6. Completion of lesion freeing and resection 07'59''
The avascular structures are freed using monopolar cautery. The small potentially vascular structures will be controlled by the use of the Ligasure® device. The inferior medial pole of the lesion – most probably containing the inferior adrenal artery – is controlled with the Ligasure® device. Dissection is carried out in contact to the paravertebral muscles and to the superior border of the kidney. The lesion is freed in a stepwise manner. Coagulation provided by a Ligasure® device is truly perfect. It allows for the sealing of tissues and provides a clear view of the anatomical landmarks as well as a secure hemostasis. The most posterior part of the lesion can be freed. This will facilitate the freeing of the superior pole of the lesion off the adrenal gland. The resection is performed in contact to the paravertebral muscular plane. The inferior border of the tumor is freed totally. Its posterior retrocaval portion is also freed entirely. The peritoneal fold is the only anatomical structure that is still present at the inferior pole of the tumor. The 30-degree optical system is useful for the exposure and the dissection of the most distal and the most posterior structures, and especially so because of the size of this lesion. The attachments at the inferior pole of the liver are taken down, but once again, they are freed at the inferior pole of the adrenal gland. The objective is to mobilize and to completely lift up the tumor in order to make sure that there is no persistent adrenal extension.

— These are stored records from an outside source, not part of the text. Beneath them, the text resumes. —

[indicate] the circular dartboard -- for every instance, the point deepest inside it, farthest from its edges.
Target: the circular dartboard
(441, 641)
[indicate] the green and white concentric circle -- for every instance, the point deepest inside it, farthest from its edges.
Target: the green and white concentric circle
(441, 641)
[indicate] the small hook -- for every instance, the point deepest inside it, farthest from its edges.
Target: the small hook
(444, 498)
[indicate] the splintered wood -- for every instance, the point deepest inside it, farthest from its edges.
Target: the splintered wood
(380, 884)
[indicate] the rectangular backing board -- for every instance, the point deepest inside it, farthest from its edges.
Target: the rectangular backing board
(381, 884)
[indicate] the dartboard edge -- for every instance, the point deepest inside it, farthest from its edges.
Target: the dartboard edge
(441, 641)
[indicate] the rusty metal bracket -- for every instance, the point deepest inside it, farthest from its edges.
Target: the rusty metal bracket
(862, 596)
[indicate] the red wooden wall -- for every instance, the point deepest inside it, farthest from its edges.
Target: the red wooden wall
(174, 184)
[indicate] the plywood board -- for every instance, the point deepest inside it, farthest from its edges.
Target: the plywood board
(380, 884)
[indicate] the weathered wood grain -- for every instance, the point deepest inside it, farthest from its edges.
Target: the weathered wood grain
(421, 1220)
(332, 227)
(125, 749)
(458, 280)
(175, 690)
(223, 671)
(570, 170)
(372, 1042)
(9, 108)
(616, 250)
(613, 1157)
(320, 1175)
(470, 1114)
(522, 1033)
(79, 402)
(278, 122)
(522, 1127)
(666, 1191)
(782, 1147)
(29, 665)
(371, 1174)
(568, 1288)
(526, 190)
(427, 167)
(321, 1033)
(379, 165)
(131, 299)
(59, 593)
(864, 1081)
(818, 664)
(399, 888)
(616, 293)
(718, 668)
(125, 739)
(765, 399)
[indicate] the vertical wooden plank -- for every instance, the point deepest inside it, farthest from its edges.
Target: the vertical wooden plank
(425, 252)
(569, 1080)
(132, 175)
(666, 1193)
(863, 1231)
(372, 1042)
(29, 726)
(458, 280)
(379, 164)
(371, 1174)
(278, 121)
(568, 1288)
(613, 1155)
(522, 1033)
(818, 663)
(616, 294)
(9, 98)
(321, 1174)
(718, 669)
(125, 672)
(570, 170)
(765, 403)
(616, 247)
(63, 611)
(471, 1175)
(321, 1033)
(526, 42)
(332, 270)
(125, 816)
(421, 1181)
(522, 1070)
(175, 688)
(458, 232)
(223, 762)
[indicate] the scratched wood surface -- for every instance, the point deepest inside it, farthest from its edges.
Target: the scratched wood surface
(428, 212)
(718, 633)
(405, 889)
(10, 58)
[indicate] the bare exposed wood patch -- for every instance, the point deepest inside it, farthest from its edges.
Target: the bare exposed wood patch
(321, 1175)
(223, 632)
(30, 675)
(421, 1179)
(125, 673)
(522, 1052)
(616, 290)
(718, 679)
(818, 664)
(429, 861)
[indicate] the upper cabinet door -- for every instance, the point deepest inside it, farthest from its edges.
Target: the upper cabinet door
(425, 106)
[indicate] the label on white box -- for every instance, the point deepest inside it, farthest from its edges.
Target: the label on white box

The very posterior peritoneal fold cannot be reached with the instruments placed in such a position. The Ligasure® device is therefore switched to the operator’s left hand in order to be used in a most appropriate axis to help with the dissection. It is essential to emphasize that the tumor is never grasped nor manipulated with a forceps, which might cause a capsular effraction. As the entire lesion has been freed, a mere retraction using a small peanut swab helps to free the tumor from the inferior pole of the adrenal gland. Consequently, the posterior adrenal lesion will be resected very progressively and safely by preserving the healthy adrenal gland. The lesion is now completely freed from the adrenal gland. Its few remaining attachments are freed.